I’m driving to the market when my mom calls.
“Honey, can you please do your food shopping in the daytime? And will you call me when you get home so I know you’re safe?” she asks.
“Mom, it’s Inglewood, not Watts in the nineties. Calm down.”
“Is it by the airport?”
“Sort of.”
“Well, what are you buying at the market? Healthy stuff like yogurt and berries and organic produce, I hope,” my mom says.
I reassure her that I am, but I can’t help myself: “Mom, I’m forty-five, and I’ve been in six rehabs. I used to smoke meth and shoot cocaine. You’re worried that I’m not eating my leafy greens? Really?”
One night my garage door gets tagged. Just mine.
“What the fuck?” I say to Jack.
“Yeah, that hasn’t happened in years.
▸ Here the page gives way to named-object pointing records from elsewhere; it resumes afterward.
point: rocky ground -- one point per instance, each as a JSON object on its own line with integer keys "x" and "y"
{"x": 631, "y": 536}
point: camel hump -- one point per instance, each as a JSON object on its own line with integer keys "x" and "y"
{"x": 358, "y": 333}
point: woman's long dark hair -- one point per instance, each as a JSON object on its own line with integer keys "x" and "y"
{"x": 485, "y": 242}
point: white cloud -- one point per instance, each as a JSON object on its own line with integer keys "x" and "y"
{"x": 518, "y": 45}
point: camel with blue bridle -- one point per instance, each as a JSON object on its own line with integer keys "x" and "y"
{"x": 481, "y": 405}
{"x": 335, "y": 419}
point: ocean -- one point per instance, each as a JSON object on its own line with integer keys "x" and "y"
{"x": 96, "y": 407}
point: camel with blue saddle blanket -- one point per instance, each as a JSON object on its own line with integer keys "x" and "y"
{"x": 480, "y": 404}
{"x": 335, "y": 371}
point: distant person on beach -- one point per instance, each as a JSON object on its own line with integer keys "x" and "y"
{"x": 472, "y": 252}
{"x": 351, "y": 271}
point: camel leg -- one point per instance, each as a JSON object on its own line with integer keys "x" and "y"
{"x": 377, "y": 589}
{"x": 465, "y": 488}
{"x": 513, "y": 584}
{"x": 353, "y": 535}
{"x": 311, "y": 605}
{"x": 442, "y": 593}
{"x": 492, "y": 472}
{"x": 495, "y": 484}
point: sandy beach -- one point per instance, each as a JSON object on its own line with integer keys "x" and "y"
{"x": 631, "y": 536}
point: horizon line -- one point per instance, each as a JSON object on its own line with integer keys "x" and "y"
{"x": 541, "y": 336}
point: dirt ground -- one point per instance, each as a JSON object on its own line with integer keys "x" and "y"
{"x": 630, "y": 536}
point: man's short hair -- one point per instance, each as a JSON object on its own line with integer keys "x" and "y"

The last time, it was across the street, and somebody got murdered,” Jack tells me, beer in hand, as he’s sanding some shitty chair in his driveway.
“Great…”
“Us tokens gotta stick together,” he says, laughing that deep, wet smoker’s laugh that ends in hacking. He lights up a cigarette and continues sanding.
While I’m examining the damage, a black kid on a scooter comes rolling by and sees it.
“Shit. That’s a gang sign,” the scooter kid tells me.
“What’s it mean?” I ask him.
“I forget.”
“Does it mean ‘Kill all skinny white Jews in Inglewood’?”
“Nahh, man.”
“You sure?”
Jack offers to call the graffiti-removal crew for me. “They come and repaint it for free,” he tells me. “I think it’s part of some court-ordered community service program.”
“Uh, yeah. Unfortunately, I’m very familiar with it…”
When I was in the depths of my drug addiction, I had wild mood swings. Back then, when I considered making my bed a productive day, my dad used to say to me, “Discipline creates stability; stability does not create discipline.”